This question was posed to me recently by an UNIX administrator who was reluctant to delegate SAP authentication to Kerberos KDC on Windows Active Directory. Even apart from the philosophical argument as to the security of UNIX vs. Windows the question is really if you are introducing a security risk in general when you delegate authentication of one application to another. In this “keys to the castle” scenario what is essentially happening is the SAP system is accepting that Windows has done a good job authenticating you already and is willing to accept that authentication instead of doing another authentication itself. So how do you try to answer this question? Perhaps by starting to look at it from a few different perspectives we can make a start.
From a user productivity perspective:
- The user only has to remember one user name and password.
- The user doesn’t have to authenticate separately to each system, thereby improving the user experience and lowering barriers for users getting to the information they need.
From a system support perspective:
- The help desk doesn’t get a flood of calls from casual SAP users who have forgotten their password since the last time they needed to go into the system.
- If there is a problem with authenticating a user it becomes more complex to debug and resolve if authentication is being done by another application. If Kerberos is the only way to authenticate then it also becomes a single point of failure. In the case of SAP however you can generally fall back to other authentication methods.

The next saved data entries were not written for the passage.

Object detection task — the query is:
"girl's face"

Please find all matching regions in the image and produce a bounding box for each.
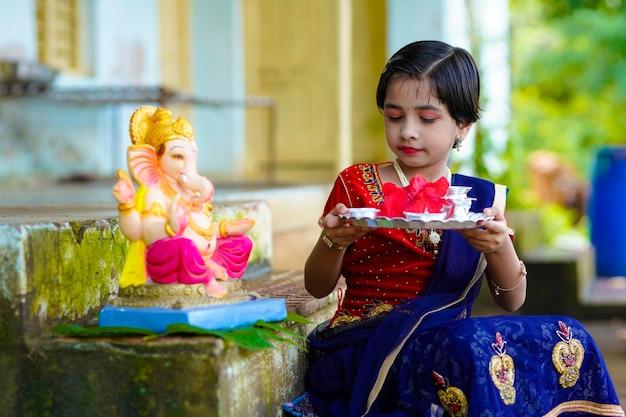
[383,77,468,181]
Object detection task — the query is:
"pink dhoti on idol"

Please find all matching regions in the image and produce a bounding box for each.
[145,235,253,285]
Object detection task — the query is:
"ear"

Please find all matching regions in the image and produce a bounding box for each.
[457,122,473,138]
[127,144,161,186]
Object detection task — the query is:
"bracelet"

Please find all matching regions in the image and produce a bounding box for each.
[164,222,177,237]
[117,200,136,213]
[492,260,527,296]
[219,220,228,238]
[320,231,345,250]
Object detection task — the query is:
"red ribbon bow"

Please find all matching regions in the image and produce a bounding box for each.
[379,175,449,217]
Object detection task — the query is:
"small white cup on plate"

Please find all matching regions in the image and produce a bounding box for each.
[347,207,380,219]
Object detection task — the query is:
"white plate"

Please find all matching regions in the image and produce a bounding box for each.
[340,212,494,230]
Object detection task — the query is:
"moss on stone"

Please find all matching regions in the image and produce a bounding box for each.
[23,220,127,334]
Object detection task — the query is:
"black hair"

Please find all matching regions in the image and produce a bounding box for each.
[375,40,481,125]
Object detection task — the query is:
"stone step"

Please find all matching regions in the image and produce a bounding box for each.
[7,272,334,417]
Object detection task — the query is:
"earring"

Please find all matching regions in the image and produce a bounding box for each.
[454,136,463,152]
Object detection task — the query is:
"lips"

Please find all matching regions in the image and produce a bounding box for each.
[399,146,420,155]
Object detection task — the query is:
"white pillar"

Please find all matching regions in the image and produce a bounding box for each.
[338,0,353,172]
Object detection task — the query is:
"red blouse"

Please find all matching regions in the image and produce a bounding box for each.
[324,163,443,328]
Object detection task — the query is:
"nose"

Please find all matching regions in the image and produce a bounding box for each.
[400,117,419,141]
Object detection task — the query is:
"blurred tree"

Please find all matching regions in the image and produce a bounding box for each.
[501,0,626,210]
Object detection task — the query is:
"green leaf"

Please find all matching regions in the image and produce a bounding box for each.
[164,323,230,337]
[221,328,276,350]
[165,323,277,350]
[285,311,315,325]
[53,323,157,337]
[259,329,308,352]
[254,320,307,340]
[52,311,316,351]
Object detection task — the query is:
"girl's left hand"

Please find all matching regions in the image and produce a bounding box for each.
[457,207,511,254]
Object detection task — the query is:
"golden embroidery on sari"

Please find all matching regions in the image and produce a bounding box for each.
[330,300,395,328]
[363,300,394,317]
[489,332,516,405]
[432,371,468,417]
[552,320,585,388]
[358,164,384,204]
[329,312,361,328]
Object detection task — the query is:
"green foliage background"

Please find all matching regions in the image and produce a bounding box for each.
[501,0,626,211]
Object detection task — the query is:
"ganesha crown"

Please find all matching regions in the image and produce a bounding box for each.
[129,106,195,149]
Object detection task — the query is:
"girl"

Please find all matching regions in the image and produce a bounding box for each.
[284,41,623,417]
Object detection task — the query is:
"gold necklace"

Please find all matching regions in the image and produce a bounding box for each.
[393,159,451,186]
[187,218,215,240]
[393,159,447,255]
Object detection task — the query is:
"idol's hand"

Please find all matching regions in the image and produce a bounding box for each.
[219,218,255,237]
[167,194,189,236]
[458,207,511,254]
[111,169,135,205]
[320,203,372,248]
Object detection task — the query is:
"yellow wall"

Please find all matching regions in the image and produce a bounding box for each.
[351,0,388,166]
[158,0,192,119]
[243,0,387,183]
[156,0,387,183]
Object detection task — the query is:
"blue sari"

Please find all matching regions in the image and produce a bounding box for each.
[285,175,624,417]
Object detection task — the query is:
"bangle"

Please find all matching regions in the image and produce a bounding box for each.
[219,220,228,238]
[165,222,177,237]
[492,260,527,295]
[320,231,345,250]
[117,200,136,213]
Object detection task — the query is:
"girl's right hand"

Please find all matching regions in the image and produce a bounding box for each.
[321,203,372,248]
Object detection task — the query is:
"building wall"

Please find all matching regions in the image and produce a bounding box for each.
[0,0,509,187]
[0,0,162,184]
[242,0,388,184]
[190,0,246,181]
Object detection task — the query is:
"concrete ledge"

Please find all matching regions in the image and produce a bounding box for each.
[519,246,626,319]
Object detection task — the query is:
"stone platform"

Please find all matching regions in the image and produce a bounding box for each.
[0,192,336,417]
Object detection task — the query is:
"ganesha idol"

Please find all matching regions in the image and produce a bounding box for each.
[101,106,287,331]
[110,105,255,306]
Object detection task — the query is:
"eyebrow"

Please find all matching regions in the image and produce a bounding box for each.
[383,103,443,112]
[168,145,185,152]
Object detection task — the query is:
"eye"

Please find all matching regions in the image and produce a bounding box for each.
[385,111,403,122]
[418,111,440,124]
[171,154,184,160]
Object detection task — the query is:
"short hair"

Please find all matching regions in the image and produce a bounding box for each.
[375,40,481,124]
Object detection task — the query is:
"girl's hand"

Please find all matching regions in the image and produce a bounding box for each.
[458,207,511,254]
[320,203,372,248]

- It can also be confusing for support staff as it blurs the boundaries between systems so it becomes unclear which support group is responsible for dealing with the problem.
From a security perspective:
- If a Windows account is compromised that has the knock-on effect of the SAP account also being open to attack. If the SAP system had a separate internal authentication process a compromised Windows account would not give an attacker an immediate access into SAP (of course if the user decided to use the same password for SAP as for Windows and the windows account was compromised then that offers no protection).
- User administration, authorizations and permissions can potentially be managed from a single system. No need to duplicate users and groups in multiple systems. This is one of the goals of Identity Management systems.
- There is only one authentication step happening which reduces the number of times a user name and password combination transits the network. After the initial authentication step the Kerberos ticket is all that is passed around the network – it is encrypted and therefore much more secure.
- The security of the KDC server is extremely important. A compromised KDC server or KDC administrator credentials can compromise the entire system.
So what can be done to make things more secure if you are worried about implementing Kerberos? Here are some suggestions:
- Improve the strength of your authentication by introducing strong password policies, certificate authentication and/or One Time Passwords (OTP).
- Ensure you have strong passwords and good policies around password management for both the KDC and SAP server administrators and users.
Ultimately like most things in life there is no definite yes or no answer to this question, just various shades of grey. Making an informed decision and weighing up the risks and rewards will ultimately result in the right decision for each individual organization. What is important is to look at how sensitive the information your giving access too via SSO in your SAP systems is, if your Windows based authentication is not strong enough to protect that data then think about ways to further secure it. However in my opinion in general the small additional risk that the KDC servers are compromised is worth the reward if it means the user experience is improved and the number of help desk calls for password resets can be reduced.